Creating ECR Repository
First, we will create an ECR repository. Please refer to another page for details.
Create rest of CloudFormation stack
Create the CloudFormation stacks. For more information on creating stacks and how to check each stack, please refer to the following page
After checking the resources of each stack, here is the information of the main resources created this time
- SQS queue: saa-01-002-queue
- ECS cluster: saa-01-002-cluster
- ECS service 1: saa-01-002-service1
- ECS service 2: saa-01-002-service2
- CloudWatch Logs log group name for ECS task 1: saa-01-002-LogGroup1
- CloudWatch Logs log group name for ECS task 2: saa-01-002-LogGroup2
Check the created resources from the AWS Management Console. First, check the SQS queue.
You can see that the queue has been created successfully. Next is the ECS cluster.
You can see that two ECS services have been created on the cluster.
Operation check: Service 1
Now that everything is ready, let’s check the actual behavior. Let’s start with Service 1.
You can see that a single task is running. Next, let’s check the operation status from CloudWatch Logs.

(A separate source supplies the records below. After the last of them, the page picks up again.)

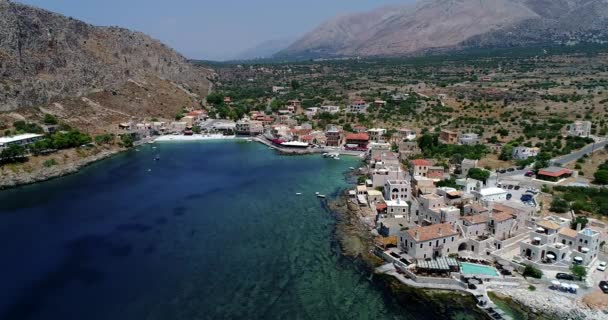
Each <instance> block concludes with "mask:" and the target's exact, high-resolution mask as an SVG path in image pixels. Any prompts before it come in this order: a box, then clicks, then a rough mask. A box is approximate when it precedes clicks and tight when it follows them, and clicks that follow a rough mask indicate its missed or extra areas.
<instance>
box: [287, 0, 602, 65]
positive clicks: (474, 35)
mask: <svg viewBox="0 0 608 320" xmlns="http://www.w3.org/2000/svg"><path fill="white" fill-rule="evenodd" d="M607 27H608V1H606V0H554V1H548V0H484V1H480V0H423V1H418V2H416V3H413V4H404V5H398V6H390V7H381V8H378V9H375V10H372V11H368V12H363V13H356V14H351V15H346V16H340V17H336V18H334V19H331V20H328V21H326V22H324V23H322V24H321V25H319V26H318V27H316V28H315V29H313V30H312V31H310V32H309V33H307V34H305V35H304V36H302V37H301V38H300V39H298V40H297V41H296V42H294V43H293V44H291V45H290V46H289V47H288V48H286V49H285V50H283V51H281V52H279V53H278V54H277V55H275V57H277V58H317V57H318V58H327V57H354V56H362V57H376V56H400V55H409V54H416V53H420V52H425V51H428V50H434V49H438V50H451V49H462V48H468V47H484V46H487V47H501V46H507V47H508V46H518V45H528V44H539V43H542V42H551V41H552V42H559V41H561V42H567V41H570V40H575V41H592V40H597V39H606V40H608V35H607V34H606V32H604V31H605V30H606V29H607Z"/></svg>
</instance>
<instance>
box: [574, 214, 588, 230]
mask: <svg viewBox="0 0 608 320" xmlns="http://www.w3.org/2000/svg"><path fill="white" fill-rule="evenodd" d="M579 223H580V224H581V228H585V227H586V226H587V223H589V219H587V217H585V216H578V217H576V219H574V220H572V222H570V228H571V229H574V230H576V226H577V225H578V224H579Z"/></svg>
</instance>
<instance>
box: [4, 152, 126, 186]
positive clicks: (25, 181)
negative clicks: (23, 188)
mask: <svg viewBox="0 0 608 320" xmlns="http://www.w3.org/2000/svg"><path fill="white" fill-rule="evenodd" d="M126 150H128V149H111V150H102V151H101V152H99V153H96V154H94V155H90V156H87V157H84V158H82V159H79V160H77V161H72V162H70V163H65V164H57V165H54V166H52V167H45V166H41V167H39V168H36V169H34V170H32V171H30V172H26V171H19V172H13V171H11V170H9V169H6V168H4V169H3V171H2V172H3V173H4V174H2V176H1V177H0V190H4V189H11V188H16V187H20V186H25V185H30V184H34V183H38V182H43V181H48V180H52V179H56V178H60V177H64V176H67V175H70V174H74V173H76V172H78V171H80V169H82V168H84V167H86V166H88V165H91V164H93V163H95V162H97V161H101V160H104V159H107V158H109V157H112V156H114V155H116V154H118V153H121V152H123V151H126Z"/></svg>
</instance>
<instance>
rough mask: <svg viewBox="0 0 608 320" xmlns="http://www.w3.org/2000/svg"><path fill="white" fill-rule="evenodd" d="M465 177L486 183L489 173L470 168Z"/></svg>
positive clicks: (489, 173) (487, 178)
mask: <svg viewBox="0 0 608 320" xmlns="http://www.w3.org/2000/svg"><path fill="white" fill-rule="evenodd" d="M467 177H469V178H471V179H475V180H479V181H483V182H486V181H487V180H488V178H489V177H490V171H487V170H484V169H481V168H471V169H470V170H469V173H468V174H467Z"/></svg>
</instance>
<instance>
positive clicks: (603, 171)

The current date and time and UNIX time are output alternately. From this, we can say that the container on Service 1 is running normally.
Operation check: Service 2
Next, let’s check the status of Service 2.
We can see that a task is running here as well. Next, let’s check the operation status from CloudWatch Logs.
The results of the UNIX time even/odd judgment generated by the Service 1 side are output. This indicates that the containers on the two ECS services are able to link data via SQS.
Operation check: SQS queue – number of messages increased
After waiting for a while, check the details of SQS.
The value of the scaling tracking target, Approximate Number Of Messages Visible, is now above the threshold of 3. This is because Service 1 is sending messages at a faster rate than Service 2 can process them.
Operation check: Service 2 – Scale-out
As we have just confirmed, the scale-out condition has been met and the scale-out will start.
As the scaling log shows, the number of tasks has increased step by step, up to the upper limit of three. Now we can stably process the messages in the queue.
Operation check: SQS queue – number of messages decrease
Now that the number of tasks has increased to three, Service 2 is processing at a faster pace than Service 1 is sending messages. This gradually reduces the length of the SQS queue.
The value of Approximate Number Of Messages Visible is now below the threshold of 3.
Operation check: Service 2 – Scale-in
As we saw earlier, the scale-in condition has been met, so scale-in will start.
As the scaling log shows, the number of tasks has decreased step by step and returned to the lower limit of one.
In this way, we can automatically increase or decrease the number of tasks depending on the length of the SQS queue.
Summary
We have used SQS to link data between Fargate containers.
By scaling the number of ECS tasks according to the length of the SQS queue, we can achieve cost-effective and elastic data federation.